Off-hand, I'm wondering why we shouldn't apply the same skipping
algorithm that Amit is using at the beginning of the string for the
rest of it as well.  It might be a little too aggressive (maybe the
skip distance shouldn't increase by quite as much as doubling every
time, or not beyond 16/32 bytes?) but I don't see why the general
principle isn't sound wherever we are in the tuple.

Unfortunately, despite changing things to make a history entry only
every 4th character, building the history is still pretty expensive.
By the time we even begin looking at the tuple we're gonna compress,
we've already spent something like half the total effort, and of
course we have to go further than that before we know whether our
attempt to compress is actually going anywhere.  I think that's the
central problem here.  pglz has several safeguards to ensure that it
doesn't do too much work in vain: we abort if we find nothing
compressible within first_success_by bytes, or if we emit enough total
output to be certain that we won't meet the need_rate threshold.

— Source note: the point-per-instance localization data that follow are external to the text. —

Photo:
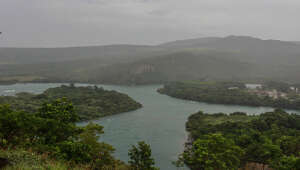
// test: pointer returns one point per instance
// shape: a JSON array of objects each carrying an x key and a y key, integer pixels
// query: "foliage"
[
  {"x": 140, "y": 157},
  {"x": 89, "y": 102},
  {"x": 28, "y": 160},
  {"x": 213, "y": 152},
  {"x": 52, "y": 131},
  {"x": 228, "y": 93},
  {"x": 271, "y": 138}
]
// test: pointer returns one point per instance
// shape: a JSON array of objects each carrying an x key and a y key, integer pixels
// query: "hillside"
[
  {"x": 232, "y": 57},
  {"x": 172, "y": 67}
]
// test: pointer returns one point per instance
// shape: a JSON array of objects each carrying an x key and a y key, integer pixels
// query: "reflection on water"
[{"x": 161, "y": 121}]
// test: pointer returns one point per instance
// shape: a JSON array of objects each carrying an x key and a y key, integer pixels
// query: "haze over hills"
[{"x": 232, "y": 57}]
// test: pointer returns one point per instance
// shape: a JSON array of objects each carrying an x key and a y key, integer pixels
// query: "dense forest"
[
  {"x": 90, "y": 102},
  {"x": 234, "y": 93},
  {"x": 49, "y": 139},
  {"x": 222, "y": 141}
]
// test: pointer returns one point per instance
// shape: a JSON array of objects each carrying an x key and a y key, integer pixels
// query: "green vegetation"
[
  {"x": 224, "y": 58},
  {"x": 89, "y": 102},
  {"x": 235, "y": 141},
  {"x": 140, "y": 157},
  {"x": 50, "y": 139},
  {"x": 234, "y": 93}
]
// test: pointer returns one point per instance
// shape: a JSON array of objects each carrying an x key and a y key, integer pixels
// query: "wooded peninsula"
[{"x": 89, "y": 102}]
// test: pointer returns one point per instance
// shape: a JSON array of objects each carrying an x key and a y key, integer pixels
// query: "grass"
[{"x": 20, "y": 159}]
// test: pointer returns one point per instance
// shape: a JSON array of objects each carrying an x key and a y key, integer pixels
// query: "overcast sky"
[{"x": 52, "y": 23}]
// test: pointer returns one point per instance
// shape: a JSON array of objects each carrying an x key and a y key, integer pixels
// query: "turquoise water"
[{"x": 161, "y": 121}]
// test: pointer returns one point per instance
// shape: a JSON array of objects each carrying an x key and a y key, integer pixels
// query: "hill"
[{"x": 232, "y": 57}]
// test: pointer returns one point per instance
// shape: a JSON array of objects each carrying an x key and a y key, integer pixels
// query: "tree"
[
  {"x": 57, "y": 122},
  {"x": 213, "y": 152},
  {"x": 140, "y": 157},
  {"x": 287, "y": 163},
  {"x": 101, "y": 152}
]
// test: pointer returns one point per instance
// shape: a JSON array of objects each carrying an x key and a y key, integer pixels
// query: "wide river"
[{"x": 161, "y": 121}]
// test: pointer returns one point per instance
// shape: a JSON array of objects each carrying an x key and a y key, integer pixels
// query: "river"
[{"x": 161, "y": 121}]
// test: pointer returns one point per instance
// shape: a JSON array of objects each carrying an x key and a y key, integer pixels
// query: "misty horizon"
[{"x": 65, "y": 23}]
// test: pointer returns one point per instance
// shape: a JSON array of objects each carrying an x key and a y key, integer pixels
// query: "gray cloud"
[{"x": 97, "y": 22}]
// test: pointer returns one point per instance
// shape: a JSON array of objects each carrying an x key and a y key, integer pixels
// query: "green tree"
[
  {"x": 287, "y": 163},
  {"x": 140, "y": 157},
  {"x": 213, "y": 152},
  {"x": 101, "y": 152}
]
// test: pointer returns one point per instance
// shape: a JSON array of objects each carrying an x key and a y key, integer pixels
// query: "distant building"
[{"x": 233, "y": 88}]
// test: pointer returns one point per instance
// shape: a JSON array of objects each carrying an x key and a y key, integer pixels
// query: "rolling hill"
[{"x": 232, "y": 57}]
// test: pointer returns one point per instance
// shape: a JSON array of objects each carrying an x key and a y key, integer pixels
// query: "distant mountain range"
[{"x": 228, "y": 58}]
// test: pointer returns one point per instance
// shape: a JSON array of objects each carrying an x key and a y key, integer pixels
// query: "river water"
[{"x": 161, "y": 121}]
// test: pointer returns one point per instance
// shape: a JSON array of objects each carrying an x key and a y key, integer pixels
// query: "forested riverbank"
[
  {"x": 237, "y": 140},
  {"x": 231, "y": 93},
  {"x": 90, "y": 102}
]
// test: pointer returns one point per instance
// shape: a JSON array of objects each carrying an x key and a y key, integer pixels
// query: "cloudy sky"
[{"x": 53, "y": 23}]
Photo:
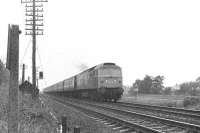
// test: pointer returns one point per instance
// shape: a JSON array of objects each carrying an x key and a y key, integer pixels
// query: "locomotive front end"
[{"x": 110, "y": 82}]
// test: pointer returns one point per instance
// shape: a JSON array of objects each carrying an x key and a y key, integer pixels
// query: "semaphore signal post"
[{"x": 34, "y": 27}]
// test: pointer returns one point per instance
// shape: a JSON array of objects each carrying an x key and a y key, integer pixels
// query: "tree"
[{"x": 167, "y": 90}]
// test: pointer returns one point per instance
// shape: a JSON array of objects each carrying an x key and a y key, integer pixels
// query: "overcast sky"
[{"x": 154, "y": 37}]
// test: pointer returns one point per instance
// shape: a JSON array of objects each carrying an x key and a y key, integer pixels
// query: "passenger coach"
[{"x": 102, "y": 83}]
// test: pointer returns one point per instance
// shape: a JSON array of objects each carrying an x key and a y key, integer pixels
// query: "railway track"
[
  {"x": 190, "y": 116},
  {"x": 127, "y": 121}
]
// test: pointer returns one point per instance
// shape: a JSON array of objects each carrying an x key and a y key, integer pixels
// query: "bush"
[{"x": 190, "y": 101}]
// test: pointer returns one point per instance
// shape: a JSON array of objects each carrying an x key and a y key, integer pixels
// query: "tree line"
[
  {"x": 149, "y": 85},
  {"x": 154, "y": 85}
]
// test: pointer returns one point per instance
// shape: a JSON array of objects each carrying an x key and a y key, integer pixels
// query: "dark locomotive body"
[{"x": 102, "y": 83}]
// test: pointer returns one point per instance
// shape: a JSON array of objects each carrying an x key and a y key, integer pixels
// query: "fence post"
[
  {"x": 77, "y": 129},
  {"x": 64, "y": 124}
]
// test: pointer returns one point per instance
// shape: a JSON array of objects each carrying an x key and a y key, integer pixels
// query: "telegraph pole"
[{"x": 34, "y": 27}]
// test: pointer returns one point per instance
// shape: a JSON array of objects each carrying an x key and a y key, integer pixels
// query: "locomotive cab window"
[{"x": 109, "y": 72}]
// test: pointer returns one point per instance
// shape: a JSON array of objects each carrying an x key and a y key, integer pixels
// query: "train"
[{"x": 102, "y": 82}]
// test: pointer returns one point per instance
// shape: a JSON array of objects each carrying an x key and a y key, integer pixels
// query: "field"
[{"x": 163, "y": 100}]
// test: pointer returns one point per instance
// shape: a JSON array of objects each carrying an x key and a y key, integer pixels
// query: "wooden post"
[
  {"x": 13, "y": 67},
  {"x": 64, "y": 124},
  {"x": 77, "y": 129},
  {"x": 23, "y": 73}
]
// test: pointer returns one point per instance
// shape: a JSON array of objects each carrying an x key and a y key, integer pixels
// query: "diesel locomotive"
[{"x": 100, "y": 83}]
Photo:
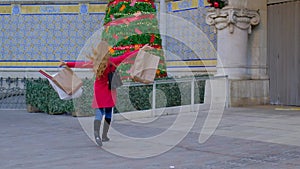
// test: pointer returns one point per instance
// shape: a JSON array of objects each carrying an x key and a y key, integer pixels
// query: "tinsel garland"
[{"x": 125, "y": 30}]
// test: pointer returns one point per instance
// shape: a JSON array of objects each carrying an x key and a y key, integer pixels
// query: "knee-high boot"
[
  {"x": 105, "y": 129},
  {"x": 97, "y": 124}
]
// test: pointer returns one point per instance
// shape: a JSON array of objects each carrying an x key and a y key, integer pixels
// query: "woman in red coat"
[{"x": 104, "y": 98}]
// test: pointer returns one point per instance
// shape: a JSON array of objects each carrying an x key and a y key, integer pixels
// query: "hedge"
[{"x": 131, "y": 96}]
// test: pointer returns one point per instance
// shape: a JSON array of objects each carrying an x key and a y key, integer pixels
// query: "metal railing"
[{"x": 12, "y": 93}]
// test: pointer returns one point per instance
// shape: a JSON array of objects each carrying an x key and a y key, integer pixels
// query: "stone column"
[{"x": 233, "y": 24}]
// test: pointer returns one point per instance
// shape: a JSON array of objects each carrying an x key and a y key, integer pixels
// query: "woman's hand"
[{"x": 62, "y": 63}]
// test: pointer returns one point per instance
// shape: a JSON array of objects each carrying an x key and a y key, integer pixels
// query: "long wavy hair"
[{"x": 100, "y": 56}]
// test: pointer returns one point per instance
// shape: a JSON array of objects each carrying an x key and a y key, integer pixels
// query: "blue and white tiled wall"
[{"x": 38, "y": 36}]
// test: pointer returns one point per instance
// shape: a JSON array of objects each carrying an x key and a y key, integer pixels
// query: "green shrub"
[{"x": 131, "y": 96}]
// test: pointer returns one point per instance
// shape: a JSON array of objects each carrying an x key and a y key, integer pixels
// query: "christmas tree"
[{"x": 129, "y": 25}]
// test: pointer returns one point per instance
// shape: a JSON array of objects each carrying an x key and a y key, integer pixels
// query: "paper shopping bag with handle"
[
  {"x": 145, "y": 66},
  {"x": 65, "y": 79}
]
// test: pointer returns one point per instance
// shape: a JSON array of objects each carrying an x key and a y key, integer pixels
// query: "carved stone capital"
[{"x": 232, "y": 17}]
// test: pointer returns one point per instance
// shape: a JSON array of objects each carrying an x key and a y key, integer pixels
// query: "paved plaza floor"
[{"x": 264, "y": 137}]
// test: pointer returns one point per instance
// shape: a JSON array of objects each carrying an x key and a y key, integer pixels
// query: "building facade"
[{"x": 37, "y": 34}]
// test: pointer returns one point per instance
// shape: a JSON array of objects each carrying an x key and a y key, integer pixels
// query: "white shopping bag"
[{"x": 65, "y": 83}]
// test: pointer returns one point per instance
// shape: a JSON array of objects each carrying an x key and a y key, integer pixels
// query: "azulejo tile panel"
[{"x": 35, "y": 36}]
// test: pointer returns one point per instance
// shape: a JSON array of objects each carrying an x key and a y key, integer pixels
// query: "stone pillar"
[{"x": 233, "y": 25}]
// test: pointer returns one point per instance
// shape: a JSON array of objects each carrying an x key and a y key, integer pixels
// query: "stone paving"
[{"x": 246, "y": 138}]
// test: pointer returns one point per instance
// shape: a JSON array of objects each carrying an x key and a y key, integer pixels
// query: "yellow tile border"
[
  {"x": 195, "y": 63},
  {"x": 184, "y": 4},
  {"x": 96, "y": 8},
  {"x": 53, "y": 9},
  {"x": 28, "y": 64},
  {"x": 200, "y": 63}
]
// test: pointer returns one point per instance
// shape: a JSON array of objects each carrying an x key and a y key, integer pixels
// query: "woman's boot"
[
  {"x": 97, "y": 124},
  {"x": 105, "y": 129}
]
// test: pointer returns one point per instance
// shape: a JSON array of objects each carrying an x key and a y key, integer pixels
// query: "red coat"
[{"x": 103, "y": 96}]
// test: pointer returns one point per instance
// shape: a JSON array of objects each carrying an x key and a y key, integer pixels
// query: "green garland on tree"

Those safeguards are a lot less effective here because they can't be
applied until *after* we've already paid the cost of building the
history.  If we could figure out some way to apply those guards, or
other guards, earlier in the algorithm, we could do a better job
mitigating the worst-case scenarios, but I don't have a good idea.

Surely the weighting should be done according to the relative scarcity of processing power vs I/O bandwidth? I get the impression that different workloads and hardware configurations may favour conserving one of processor or I/O resources. Would it be feasible to have different logic, depending on the trade-offs identified?